Aqui há uns dias, passou-se uma história engraçada, lá longe. Quase nos antípodas. E, atenção, não é para gozar, a coisa é séria e bonita. Houve um incêndio grande na Austrália, ardeu-me muito eucalipto. Além de danos no eucaliptal, houve ferimentos em coalas. Graves. Vai daí, uma organização benemérita, o International Fund for Animal Welfare (IFAW), lançou uma campanha internacional para fazerem meias para os coalas cujas patas haviam sido terrivelmente queimadas. Chegaram peúgas de toda a parte, da China aos Estados Unidos, do Reino Unido ao Cazaquistão. Desconhece-se se Portugal participou na acção, mas por cá o amor aos bichos ainda não é levado a sério (veja-se as condições inacreditáveis em que se encontram os animais abandonados em Lisboa…).
 

      
        A IFAW chegou a aprovar um modelo de protecção, em algodão, para as patas dos coalas. A afluência de meias foi tal que os senhores da IFAW apelaram com estridência para que parasse tanta benemerência. Enquanto isso, outra associação benemérita, a Australian Marine Wildlife Research and Rescue Organization (AMWRRO), dizia que as meias não protegiam nada os coalas. Como trunfo, a AMWRRO foi a primeira a mostrar um coala em franca recuperação. Jeremy, um jovem macho, está em convalescença profunda. 
 

 
 
         Parece existir alguma compita ente a IFAW e a AMWRRO a ver quem é mais amigo dos coalas, que é um bicho simpático de que toda a gente gosta. Mas o certo é que, por uma via ou outra, os coalas magoados estão todos muito melhor de saúde. Parecerá caricato e ridículo falar de coalas feridos quando há bem pouco houve terroristas a matar jornalistas e anda tudo muito violento por esse mundo fora.

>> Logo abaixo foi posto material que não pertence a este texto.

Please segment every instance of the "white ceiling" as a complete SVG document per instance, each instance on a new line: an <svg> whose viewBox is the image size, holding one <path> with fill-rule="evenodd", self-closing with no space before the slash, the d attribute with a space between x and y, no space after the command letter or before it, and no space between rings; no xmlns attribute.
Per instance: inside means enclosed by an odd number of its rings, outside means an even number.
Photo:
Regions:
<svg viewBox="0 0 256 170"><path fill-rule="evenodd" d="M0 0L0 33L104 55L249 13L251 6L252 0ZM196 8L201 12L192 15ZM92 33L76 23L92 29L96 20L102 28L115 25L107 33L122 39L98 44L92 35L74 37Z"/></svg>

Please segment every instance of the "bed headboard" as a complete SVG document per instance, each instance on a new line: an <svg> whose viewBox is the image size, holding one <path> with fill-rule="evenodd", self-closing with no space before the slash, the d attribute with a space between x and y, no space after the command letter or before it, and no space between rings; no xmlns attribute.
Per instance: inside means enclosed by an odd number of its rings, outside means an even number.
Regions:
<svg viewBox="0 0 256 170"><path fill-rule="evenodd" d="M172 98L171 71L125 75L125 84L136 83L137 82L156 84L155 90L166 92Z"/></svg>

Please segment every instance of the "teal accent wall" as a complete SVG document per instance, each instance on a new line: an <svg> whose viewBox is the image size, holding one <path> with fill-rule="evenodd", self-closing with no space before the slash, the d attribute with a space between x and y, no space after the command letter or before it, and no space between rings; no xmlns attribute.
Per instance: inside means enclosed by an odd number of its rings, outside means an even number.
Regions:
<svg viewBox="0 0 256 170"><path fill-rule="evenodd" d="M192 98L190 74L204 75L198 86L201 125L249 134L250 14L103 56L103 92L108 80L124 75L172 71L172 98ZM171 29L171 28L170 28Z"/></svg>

Até nos antípodas. Mas, se virmos bem, quem anda mal e violento é o bicho-homem. Os outros animais lá vão levando as suas vidas – se os deixarem em paz e sossego. É uma felicidade ver quando o bicho-homem se preocupa com os seus semelhantes, mesmo quando estes têm pêlo, e patas queimadas a precisar de ajuda. Isto também é ser Charlie Hebdo.